The annual "Historic Hauntings," sponsored by Old Town museums and Alexandria Archaeology Museum, gives families a history-soaked alternative to trick-or-treating. This year's theme is "Escape of the Ancient Mummy" and recalls a time when traveling shows precursors to the circus served as major cultural entertainment for townspeople, even if the shows were based on folklore and hype.
Gadsby's Tavern, the Stabler-Leadbeater Apothecary Museum and the Carlyle House Historic Park are participating and will host different parts of the event.
Doorways to Old Virginia Inc., a sightseeing service in Alexandria, has held walking ghost tours of the historic district since 1975, says owner Stella Michals. She says the stories told by tour guides are based on research and personal interviews, even if the original stories are largely folklore.

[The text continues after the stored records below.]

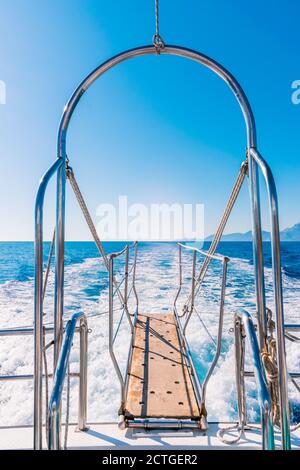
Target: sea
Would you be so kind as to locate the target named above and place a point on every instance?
(157, 275)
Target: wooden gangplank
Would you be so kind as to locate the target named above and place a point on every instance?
(159, 382)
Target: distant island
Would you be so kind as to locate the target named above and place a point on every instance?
(291, 234)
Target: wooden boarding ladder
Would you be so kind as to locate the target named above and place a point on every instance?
(161, 387)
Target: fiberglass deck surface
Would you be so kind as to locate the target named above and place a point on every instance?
(159, 384)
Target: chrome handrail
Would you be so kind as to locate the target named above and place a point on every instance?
(38, 303)
(54, 424)
(261, 381)
(277, 286)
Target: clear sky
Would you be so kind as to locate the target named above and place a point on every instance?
(157, 129)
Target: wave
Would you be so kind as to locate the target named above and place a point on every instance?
(86, 290)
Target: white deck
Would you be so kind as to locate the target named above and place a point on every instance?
(110, 437)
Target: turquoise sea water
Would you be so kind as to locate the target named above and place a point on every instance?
(157, 282)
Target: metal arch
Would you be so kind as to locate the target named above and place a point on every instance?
(151, 50)
(62, 154)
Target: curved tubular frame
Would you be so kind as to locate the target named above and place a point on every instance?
(253, 180)
(38, 303)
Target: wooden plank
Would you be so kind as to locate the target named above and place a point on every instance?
(159, 384)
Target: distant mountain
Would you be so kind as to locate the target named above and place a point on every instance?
(291, 234)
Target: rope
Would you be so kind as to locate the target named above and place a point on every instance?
(158, 41)
(48, 265)
(218, 235)
(237, 427)
(67, 409)
(89, 221)
(75, 187)
(204, 326)
(271, 369)
(46, 383)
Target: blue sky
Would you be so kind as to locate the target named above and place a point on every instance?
(158, 129)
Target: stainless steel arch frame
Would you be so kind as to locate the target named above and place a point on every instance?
(254, 163)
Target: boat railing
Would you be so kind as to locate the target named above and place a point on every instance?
(62, 370)
(129, 287)
(189, 307)
(244, 328)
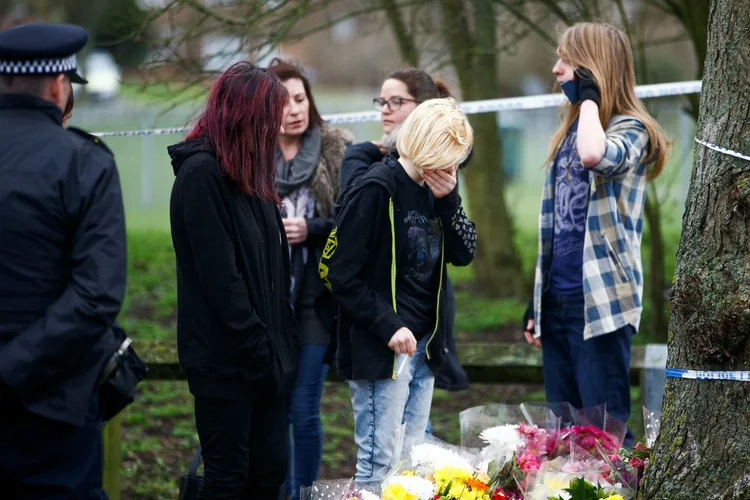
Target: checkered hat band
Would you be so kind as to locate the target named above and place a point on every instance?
(38, 66)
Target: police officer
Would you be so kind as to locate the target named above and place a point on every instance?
(62, 271)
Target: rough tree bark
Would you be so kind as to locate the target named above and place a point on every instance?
(703, 450)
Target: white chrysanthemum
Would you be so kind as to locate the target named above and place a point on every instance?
(420, 487)
(502, 441)
(434, 457)
(502, 436)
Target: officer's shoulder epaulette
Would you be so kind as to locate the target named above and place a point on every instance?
(90, 138)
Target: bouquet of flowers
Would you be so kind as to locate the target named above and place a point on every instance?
(436, 470)
(343, 489)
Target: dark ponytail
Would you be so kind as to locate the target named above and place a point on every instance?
(443, 90)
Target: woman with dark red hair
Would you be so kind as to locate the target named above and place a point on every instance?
(236, 336)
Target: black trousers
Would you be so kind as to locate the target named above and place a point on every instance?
(244, 444)
(44, 459)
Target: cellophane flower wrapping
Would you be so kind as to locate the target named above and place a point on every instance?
(328, 490)
(556, 475)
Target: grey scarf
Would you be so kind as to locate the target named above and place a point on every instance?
(297, 172)
(389, 140)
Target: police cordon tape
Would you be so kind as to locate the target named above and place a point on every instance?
(472, 107)
(739, 376)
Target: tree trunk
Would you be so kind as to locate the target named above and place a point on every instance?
(703, 448)
(497, 265)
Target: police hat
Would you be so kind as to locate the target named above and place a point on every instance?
(42, 49)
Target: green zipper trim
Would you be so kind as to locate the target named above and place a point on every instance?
(440, 288)
(394, 376)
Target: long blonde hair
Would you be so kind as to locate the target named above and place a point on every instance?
(605, 51)
(435, 136)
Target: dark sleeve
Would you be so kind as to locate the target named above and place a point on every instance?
(318, 229)
(460, 233)
(357, 159)
(348, 252)
(51, 348)
(203, 204)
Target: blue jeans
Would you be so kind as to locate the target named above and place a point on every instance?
(306, 436)
(379, 408)
(584, 373)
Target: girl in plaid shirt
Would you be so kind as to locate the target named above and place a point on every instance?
(589, 278)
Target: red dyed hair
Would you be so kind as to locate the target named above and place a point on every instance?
(242, 123)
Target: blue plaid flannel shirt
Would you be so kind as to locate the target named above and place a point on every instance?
(612, 268)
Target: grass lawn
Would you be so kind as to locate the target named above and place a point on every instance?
(158, 429)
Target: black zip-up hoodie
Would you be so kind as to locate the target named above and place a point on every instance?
(236, 335)
(359, 266)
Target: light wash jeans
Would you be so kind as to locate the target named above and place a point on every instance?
(379, 408)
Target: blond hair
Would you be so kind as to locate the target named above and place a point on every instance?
(605, 50)
(435, 136)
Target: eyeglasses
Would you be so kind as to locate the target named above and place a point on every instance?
(394, 103)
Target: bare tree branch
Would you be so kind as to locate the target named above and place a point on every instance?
(405, 40)
(533, 25)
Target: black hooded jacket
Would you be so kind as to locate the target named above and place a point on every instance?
(359, 265)
(357, 161)
(236, 335)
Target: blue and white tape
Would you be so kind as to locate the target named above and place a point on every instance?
(472, 107)
(739, 376)
(722, 150)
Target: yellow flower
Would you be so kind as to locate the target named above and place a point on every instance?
(445, 475)
(395, 491)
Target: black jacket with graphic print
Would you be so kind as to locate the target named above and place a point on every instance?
(357, 265)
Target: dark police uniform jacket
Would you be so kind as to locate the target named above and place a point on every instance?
(62, 259)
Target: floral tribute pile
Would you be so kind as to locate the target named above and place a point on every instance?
(549, 453)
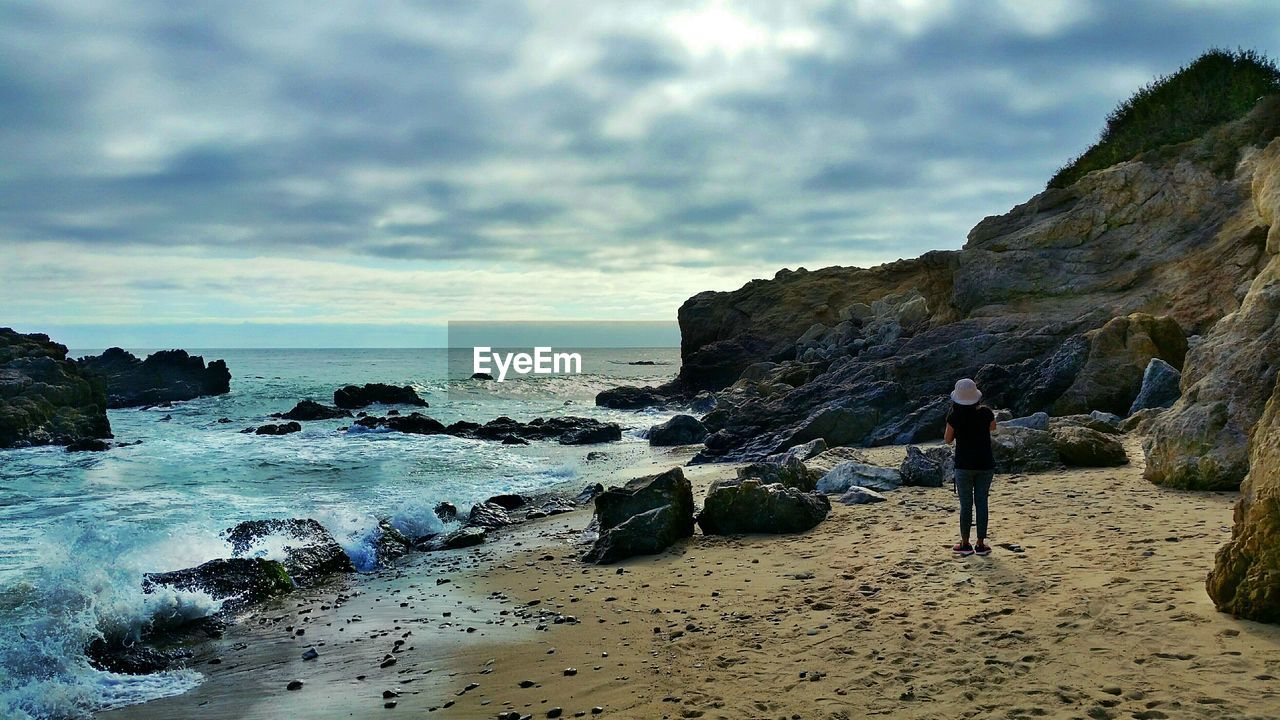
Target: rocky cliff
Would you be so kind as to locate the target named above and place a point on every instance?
(1059, 305)
(163, 377)
(44, 397)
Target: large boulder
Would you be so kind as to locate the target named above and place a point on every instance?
(746, 506)
(164, 377)
(1083, 447)
(1024, 450)
(311, 554)
(932, 466)
(792, 474)
(351, 397)
(312, 410)
(644, 516)
(853, 473)
(46, 399)
(1161, 386)
(681, 429)
(1246, 577)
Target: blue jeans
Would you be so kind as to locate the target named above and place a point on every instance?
(973, 487)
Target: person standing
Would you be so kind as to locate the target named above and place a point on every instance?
(969, 427)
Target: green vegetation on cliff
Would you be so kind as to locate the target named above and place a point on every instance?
(1219, 86)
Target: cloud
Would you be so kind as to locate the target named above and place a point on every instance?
(634, 144)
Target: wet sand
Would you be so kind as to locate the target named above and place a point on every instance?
(1095, 609)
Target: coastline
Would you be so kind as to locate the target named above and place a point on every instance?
(1102, 614)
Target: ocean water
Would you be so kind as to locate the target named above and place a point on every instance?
(77, 531)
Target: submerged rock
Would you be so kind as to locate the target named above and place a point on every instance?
(46, 399)
(311, 410)
(351, 397)
(681, 429)
(164, 377)
(746, 506)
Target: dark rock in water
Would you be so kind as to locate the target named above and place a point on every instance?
(447, 511)
(88, 445)
(351, 397)
(414, 423)
(647, 533)
(792, 474)
(631, 397)
(163, 377)
(853, 473)
(488, 515)
(238, 580)
(1082, 447)
(508, 501)
(805, 451)
(928, 468)
(588, 493)
(311, 410)
(46, 399)
(746, 506)
(644, 516)
(465, 537)
(1024, 450)
(681, 429)
(280, 429)
(640, 495)
(1161, 386)
(310, 554)
(593, 434)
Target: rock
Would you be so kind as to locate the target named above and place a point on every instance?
(163, 377)
(488, 515)
(805, 451)
(88, 445)
(1036, 422)
(592, 434)
(746, 506)
(46, 399)
(1024, 450)
(681, 429)
(648, 533)
(1246, 577)
(859, 474)
(351, 397)
(862, 496)
(447, 511)
(240, 582)
(931, 468)
(792, 474)
(311, 554)
(1161, 386)
(469, 536)
(1082, 447)
(310, 410)
(280, 429)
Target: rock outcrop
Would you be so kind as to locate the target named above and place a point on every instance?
(168, 376)
(46, 399)
(352, 397)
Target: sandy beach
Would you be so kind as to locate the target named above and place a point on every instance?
(1092, 606)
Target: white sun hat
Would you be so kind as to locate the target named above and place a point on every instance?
(967, 392)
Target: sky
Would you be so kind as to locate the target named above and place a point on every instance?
(360, 173)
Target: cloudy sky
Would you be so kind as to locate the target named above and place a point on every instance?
(359, 173)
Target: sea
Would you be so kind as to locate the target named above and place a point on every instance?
(80, 529)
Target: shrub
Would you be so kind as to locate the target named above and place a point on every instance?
(1217, 87)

"There's no slime, and nothing jumps out at you," Mrs. Michals says. "We recount trivia and oddities and strange and bizarre happenings from the days of George Washington and Robert E. Lee."
In Gettysburg, in addition to the Historic Farnsworth House tour, visitors also can participate in Mark Nesbitt's Original Candlelight Walking Tour, which offers three separate walks. One goes past the Jenny Wade House and the battlefield cemetery, another goes through Seminary Ridge a major battle site and the Lutheran seminary there, and the other goes through the Gettysburg College campus.
Frederick enters the ghost-walk business this year with a collaboration by Frederick Tour and Carriage Co. owner Tiffany Wilms and local historian, author and Civil War re-enactor Ron Angleberger.
"I've been to Ellicott City, Charleston [S.C.] and Savannah [Ga.] and seen what they've done, and I thought with our historic district, it lends itself to that kind of atmosphere and history too," Ms. Wilms says. "I had a lot of ideas, but one thing I didn't have was time and research. So I partnered with Ron. He didn't want to quit his day job, so he and I got together, and here we are."